Thursday, May 28, 2009

Fuck, Chuck, or Toe Suck



Bryan Adams: 0
Hot N' Cold: 1
Clarissa Coffee count: 4

Creative Curse Word of the Day: Snot Sniffer Pronunciation: sn-aahhh-t sn-ih-ff-rrrr Definition: When you try to snot rocket but it doesn't work so you have to sniff it back up. Like on cross-country. [Clarissa] [Apparently this happens a lot] Use: Clarissa while running cross country. REAL gross.

Today we drove from Chicago to Sioux Falls, South Dakota. Route 90 West has become our best friend. We stopped in Madison, Wisconsin and drove to the campus of U. Wisc. aka Home of Dreads' and her flick huck. Also home of Midget girl and her low backhand. [Dear Peggy's Sister Erin, go to Wisconsin and get ON THAT TEAM.] There we got Clarclar coffee (obvi) and all of us CHEESE CURDS. They were most delicious and also the most digestively lasting bit of our trip so far.
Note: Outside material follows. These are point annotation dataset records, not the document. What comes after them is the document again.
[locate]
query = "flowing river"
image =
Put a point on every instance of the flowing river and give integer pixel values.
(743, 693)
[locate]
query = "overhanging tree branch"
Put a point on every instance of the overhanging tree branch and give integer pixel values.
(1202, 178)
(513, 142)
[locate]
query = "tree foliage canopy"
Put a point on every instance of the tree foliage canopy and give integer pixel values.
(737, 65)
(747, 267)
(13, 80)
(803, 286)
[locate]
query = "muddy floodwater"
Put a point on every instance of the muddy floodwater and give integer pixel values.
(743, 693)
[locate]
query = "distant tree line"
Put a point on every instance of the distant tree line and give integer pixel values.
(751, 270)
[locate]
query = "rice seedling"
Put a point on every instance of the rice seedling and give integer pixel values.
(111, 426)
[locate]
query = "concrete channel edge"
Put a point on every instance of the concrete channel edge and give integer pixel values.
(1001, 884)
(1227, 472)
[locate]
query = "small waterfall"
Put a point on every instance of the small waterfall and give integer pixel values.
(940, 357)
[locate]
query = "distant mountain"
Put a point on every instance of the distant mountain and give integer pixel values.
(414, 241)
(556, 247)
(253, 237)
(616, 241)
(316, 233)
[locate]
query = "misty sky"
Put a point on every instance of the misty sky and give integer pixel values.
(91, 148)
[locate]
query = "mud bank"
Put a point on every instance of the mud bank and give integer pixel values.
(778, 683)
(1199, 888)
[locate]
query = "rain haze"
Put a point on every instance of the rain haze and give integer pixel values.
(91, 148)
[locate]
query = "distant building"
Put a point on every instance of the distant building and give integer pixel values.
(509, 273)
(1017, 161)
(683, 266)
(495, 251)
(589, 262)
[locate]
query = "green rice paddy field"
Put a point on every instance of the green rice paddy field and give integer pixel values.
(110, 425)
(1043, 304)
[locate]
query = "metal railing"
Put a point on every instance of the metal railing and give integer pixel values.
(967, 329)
There are five more on the floor right now...If we mail them to you they will probably be fine. Let us know.

We then moved on from the land of Cheese and drove over the Mississippi River into Minnesota, former home of Dr Jill and her 238376599 frisbee boyfriends [some still current???] We decided to stop last minute to get Dairy Queen (big surprise) at Blue Earth, Minnesota, and stumbled across a 50ft high statue of the Big Green Giant (aka the green dude on your frozen vegetables) directly behind the dairy queen. We took some pictures and thought nothing of it until Mamma Balls informed us later that A) It marks the direct middle of route 90 (Boston to Seattle) B) the Blue Earth is the HOME of the ice cream sandwich and C) that this huge thing was in fact 50ft high....haha. Oopsies we found a cool thing by accident. Good thing we are fatties who like dairy queen.

Fatter and happier we continued to drive into South Dakota and stopped at our planned destination, Sioux Falls, South Dakota. We were going to camp but due to laziness and retardedness and simple lack of spine we settled for the Motel 6 on the side of the highway for less than $50 a night. Don't worry, we have locked the door multiple times, although we are pretty sure this is where every horror movie has been filmed ever. We are currently suspicious of the fat man sitting in the parking lot with a leashed wiener dog. Where do they house him at night? There is no zoo........Good thing the wiener dog.....yeah.....there is nothing good about a wiener dog. [Minus Austin's dog]

Quotes of the day:
"I'm peddling with my toe right now." - Jess....apparently able to peddle a car forward using her toe.

Okay not a quote...but....Clarissa called Harry Potter a MAGICIAN to which Balls and Jess got extremely offended and corrected her. Harry Potter is a WIZARD. Magicians are muggles...wizard wannabes. [Clarissa still does not care.]

"Humans have two needs: Sex and Drunk."

"ooohhh ewww. Jess was that you?? Or the street cruncher??" ~ Clarissa [this was after Jess burped. What a street cruncher is exactly is yet to be determined.]

"WHAT THE FUCK!!! FUUUUUUUUUUUCCCCKKKKKKK. HOLY FUCK. HOLY CUNT. FUCK. FUCKIN FUCK." ~ Balls after a bird FLEW INTO OUR FUCKING WINDSHIELD.

No, seriously. A dumbass bird in Minnesota does not know how to fly right and is retarded and kamakazi-ed our windshield. dumbass.

Tomorrow we go to the Badlands, SD, then we go to Mt. Rushmore and Wyoming and Southern Montana. Hopefully we can update again sometime soon! If you do not hear from us for the next month then maybe call the authorities. Kthanks.



"CHARLEY HUMP!!!!!!!!!!",
Yakko (Balls), Wakko (Clarissa), and Dot (Jessay)

2 comments:

  1. I want a cheese curd! I can be reached at the following address:

    Humps
    c/o Spain

    ReplyDelete
  2. very funny, a bird flew into your windsheild. i appreciate that heartily.